You know that for a cubic $x^3 + ax^2 + bx + c$ the sum of roots are given by $\alpha + \beta + \gamma = -a = 5$, the sum of the alternate pairs $\alpha\beta + \beta\gamma + \alpha \gamma = b = 6$ and the product $\alpha \beta \gamma = -c = 3$.

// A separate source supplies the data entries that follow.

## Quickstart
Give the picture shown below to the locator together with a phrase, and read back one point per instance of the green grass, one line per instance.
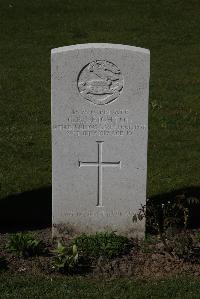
(24, 286)
(29, 29)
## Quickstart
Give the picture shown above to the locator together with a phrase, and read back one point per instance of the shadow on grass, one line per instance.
(33, 209)
(183, 195)
(29, 210)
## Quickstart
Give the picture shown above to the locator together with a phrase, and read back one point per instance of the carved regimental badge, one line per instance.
(100, 82)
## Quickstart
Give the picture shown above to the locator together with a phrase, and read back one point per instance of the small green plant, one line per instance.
(102, 244)
(25, 244)
(65, 259)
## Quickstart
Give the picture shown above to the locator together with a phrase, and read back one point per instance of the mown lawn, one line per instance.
(23, 287)
(29, 30)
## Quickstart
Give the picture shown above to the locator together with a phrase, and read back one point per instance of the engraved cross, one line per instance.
(100, 164)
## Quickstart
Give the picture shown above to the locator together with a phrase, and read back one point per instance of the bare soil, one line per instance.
(146, 260)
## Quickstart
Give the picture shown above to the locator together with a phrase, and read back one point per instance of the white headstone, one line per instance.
(99, 137)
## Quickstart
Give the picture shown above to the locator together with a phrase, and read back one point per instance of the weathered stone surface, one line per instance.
(99, 137)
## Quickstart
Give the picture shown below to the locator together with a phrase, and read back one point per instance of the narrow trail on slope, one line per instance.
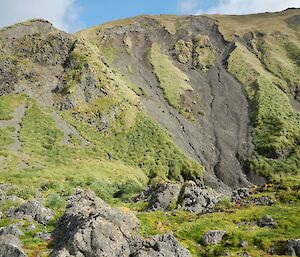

So squaring the second equation gives us $$\alpha^2 \beta^2 + \beta^2 \gamma^2 + \alpha^2 \gamma^2 + 2\alpha\beta\gamma(\alpha + \beta +\gamma) = 6^2$$

This yields $\alpha^2\beta^2 + \beta^2 \gamma^2 + \alpha^2 \gamma^2 = 36 -2(3)(5) = 6$ and hence $$\frac{1}{\alpha^2} + \frac{1}{\beta^2} + \frac{1}{\gamma^2} = \frac{6}{3^2} = \frac{6}{9} = \color{red}{\frac{2}{3}}$$

since squaring the third equation gives us $\alpha^2\beta^2\gamma^2 = 3^2$.

Answer 2

Given $$ x^3-5x^2+6x-3 = (x-\alpha)(x-\beta)(x-\gamma)\tag{1} $$ we have $\alpha\beta\gamma=3$, hence: $$ \left(1-\frac{x}{\alpha}\right)\left(1-\frac{x}{\beta}\right)\left(1-\frac{x}{\gamma}\right) = 1-2x+\frac{5}{3}x^2-\frac{1}{3}x^3 \tag{2}$$ and by switching to logarithms: $$ -\sum_{n\geq 1}\sum_{\xi\in\{\alpha,\beta,\gamma\}}\frac{x^n}{n\xi^n} = \log\left(1-2x+\frac{5}{3}x^2-\frac{1}{3}x^3\right)\tag{3} $$ hence: $$ \frac{1}{\alpha^2}+\frac{1}{\beta^2}+\frac{1}{\gamma^2}=-\left.\frac{d^2}{dx^2}\log\left(1-2x+\frac{5}{3}x^2-\frac{1}{3}x^3\right)\right|_{x=0}=\color{red}{\frac{2}{3}}.\tag{4}$$

Answer 3

$$T:=\frac{1}{\alpha^2}+\frac{1}{\beta^2}+\frac{1}{\gamma^2}=\left(\frac1\alpha+\frac1\beta+\frac1\gamma\right)^2-2\left(\frac1{\alpha\beta}+\frac1{\alpha\gamma}+\frac1{\beta\gamma}\right)$$

and

$$\frac1\alpha+\frac1\beta+\frac1\gamma=\frac{\alpha\beta+\alpha\gamma+\beta\gamma}{\alpha\beta\gamma}=\frac63=2$$

and

$$\frac1{\alpha\beta}+\frac1{\alpha\gamma}+\frac1{\beta\gamma}=\frac{\alpha+\beta+\gamma}{\alpha\beta\gamma}=\frac53$$

so finally

$$T=4-\frac{10}3=\color{red}{\frac23}$$

Answer 4

Put $u_n=\alpha^n+\beta^n+\gamma^n$. Then we have $$u_{n+3}-5u_{n+2}+6u_{n+1}-3u_n=0$$ for all $n\in \mathbb{Z}$. Now $u_1=\alpha+\beta+\gamma=5$, $u_0=3$, $u_{-1}=(\alpha\beta+\beta\gamma+\gamma\alpha)/\alpha\beta\gamma=2$. Putting $n=-2$ in the relation above gives $u_{-2}=\frac{2}{3}$.